Just like BL/Rover did with the Mini - wonderful brand, did they develop it and introduce a new Mini to replace the original when it got too long in the tooth? Of course not, they binned the entire thing because they didn't want to spend the cash on a new design. Whereas BMW kept the Mini brand and a couple of factories to make it, designed and developed a Mini for the 21st century and made a killing.......JLR is the last bastion of the old British car industry and it shows.

Lola said...

S. Yes. That's what AR did to LR. Took the surplus to prop up everything else and did not invest in LR to keep developing the 'Landrover' i.e. the series vehicles and then the Defender. Also taking out that cash meant that the wonderful Rangerover design was underdeveloped and poorly made.
I think that as they have seen their market being attacked by SUV's made by all and sundry they felt they needed to join in. But IMHO they could have stuck closer to their core values and just focused on building them better.
But the real issue seems to be Jag. Just how do they re-establish its brand values? What does Jag stand for?

Graeme said...

Based on numerous trips recently on the M40, I think that Jags are the car of choice for elderly males in check shirts who like to travel at a maximum speed of 64mph in the middle lane

Sobers said...

"What does Jag stand for?"

Jags were supposed to be the car the business owner aspired to driving when they 'made it'. It combined the engineering heritage of the race cars with an upmarket quality and image, but with an ever so slightly dodgy tinge (Arthur Daley/bank robbers zooming up the M1 in their Mark 2 leaving the police in their wake). It was a way for someone to say 'I've got money, but I'm not just a boring middle manager from Kettering'.

Jag have done the same thing to their brand as LR have, they've moved it down to the masses, with the X types, which were just Ford Mondeos in disguise. So Mr & Mrs Jones in a bog standard housing estate could have a 'Jag' on the drive, which hardly means there's a great deal of cachet left in having one on the drive of your stately home. And have now also gone for the 'cool' market, which is always fatal to a brand, because cool is very fickle, and also the cool brigade tend not to have the money that the uncool do.

Lola said...

Sobers. So how do Jag get rid of that 'golfists' image (as Clarkson would say) and make it a brand that successful younger people aspire to? (And the remarks you make could equally apply to the BMW 3 Series - but that seems to get it cachet from being the drug dealers vehicle of choice).

Mark Wadsworth said...

S: "Jags were supposed to be the car the business owner aspired to driving when they 'made it'."
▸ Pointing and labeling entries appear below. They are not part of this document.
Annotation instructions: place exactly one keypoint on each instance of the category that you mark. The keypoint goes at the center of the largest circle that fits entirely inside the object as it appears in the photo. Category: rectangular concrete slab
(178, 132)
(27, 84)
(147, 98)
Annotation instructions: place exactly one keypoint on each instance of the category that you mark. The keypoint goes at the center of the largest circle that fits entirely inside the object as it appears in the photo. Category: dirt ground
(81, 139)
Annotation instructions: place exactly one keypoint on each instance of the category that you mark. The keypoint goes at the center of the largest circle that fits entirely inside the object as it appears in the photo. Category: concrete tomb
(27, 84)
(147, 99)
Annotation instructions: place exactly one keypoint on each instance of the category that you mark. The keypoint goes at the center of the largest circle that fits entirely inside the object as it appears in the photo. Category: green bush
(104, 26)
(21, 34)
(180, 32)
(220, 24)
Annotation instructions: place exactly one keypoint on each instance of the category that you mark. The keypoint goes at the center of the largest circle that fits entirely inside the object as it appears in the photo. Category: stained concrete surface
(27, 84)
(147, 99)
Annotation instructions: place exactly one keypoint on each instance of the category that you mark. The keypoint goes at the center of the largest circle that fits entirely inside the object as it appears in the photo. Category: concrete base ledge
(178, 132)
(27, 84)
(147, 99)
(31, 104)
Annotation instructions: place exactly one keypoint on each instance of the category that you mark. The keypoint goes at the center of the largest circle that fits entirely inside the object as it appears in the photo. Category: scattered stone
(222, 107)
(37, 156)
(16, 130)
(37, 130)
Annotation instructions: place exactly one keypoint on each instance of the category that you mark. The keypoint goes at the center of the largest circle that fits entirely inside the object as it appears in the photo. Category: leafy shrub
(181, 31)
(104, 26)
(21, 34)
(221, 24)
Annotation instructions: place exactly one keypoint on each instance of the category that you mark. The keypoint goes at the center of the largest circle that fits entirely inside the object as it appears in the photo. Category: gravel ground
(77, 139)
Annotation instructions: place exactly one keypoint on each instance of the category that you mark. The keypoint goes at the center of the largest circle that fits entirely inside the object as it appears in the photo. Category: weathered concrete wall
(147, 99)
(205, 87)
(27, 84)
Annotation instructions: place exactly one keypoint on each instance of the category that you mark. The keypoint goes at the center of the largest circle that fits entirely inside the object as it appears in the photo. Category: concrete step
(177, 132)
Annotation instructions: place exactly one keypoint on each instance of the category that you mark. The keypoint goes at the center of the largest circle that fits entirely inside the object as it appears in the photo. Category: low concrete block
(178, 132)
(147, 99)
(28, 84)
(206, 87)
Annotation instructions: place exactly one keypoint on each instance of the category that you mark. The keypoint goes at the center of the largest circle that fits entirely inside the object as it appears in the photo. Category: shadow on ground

Got it and in one! I have fond memories of Julia Dickinson's dad driving me home from school in his XJ6. I thought, I'll buy one of these when I've made it. And get married to Julia Dickinson.

Lola said...

MW. How did that ambition work out then...?

Mrs L had a similar experience. Her mates rich dad used to take them to school in his Jaaag. And she always wanted one.

Mark Wadsworth said...

L, I never got married to Julia Dickinson :-(

Also, Jags now have the image that Graeme mentions above, so I've lost interest. I'm old, but not ancient.

Lola said...

MW. Precisely re Jaaags. They have got to sort their 'image'. But how? I reckon they've got to start racing the road cars again for a start. I well remember MKII's being given the beans in saloon car racing in the 50's and 60's. https://vintageracecar.com/hrdcs-2017-coombs-jaguar-challenge/

Shiney said...

I'm a business owner (have been for years) - I always found the Jaaag brand to be a bit too 'double breasted' - another Clarksonism I think.

But... same for Bimmers, Audis and Mercs - any fule can have one on PCP if they've got £250 per month to spend - if I'm going to spend many 'large' on a motor I don't want some spotty dickhead in a hatchback with the same badge as me.

So a Maserati Quattroporte it would have to be, if I ever do actually 'make it'.

Lola said...

Shiney. The XJ might fit your bill. It's better than the Masser IMHO.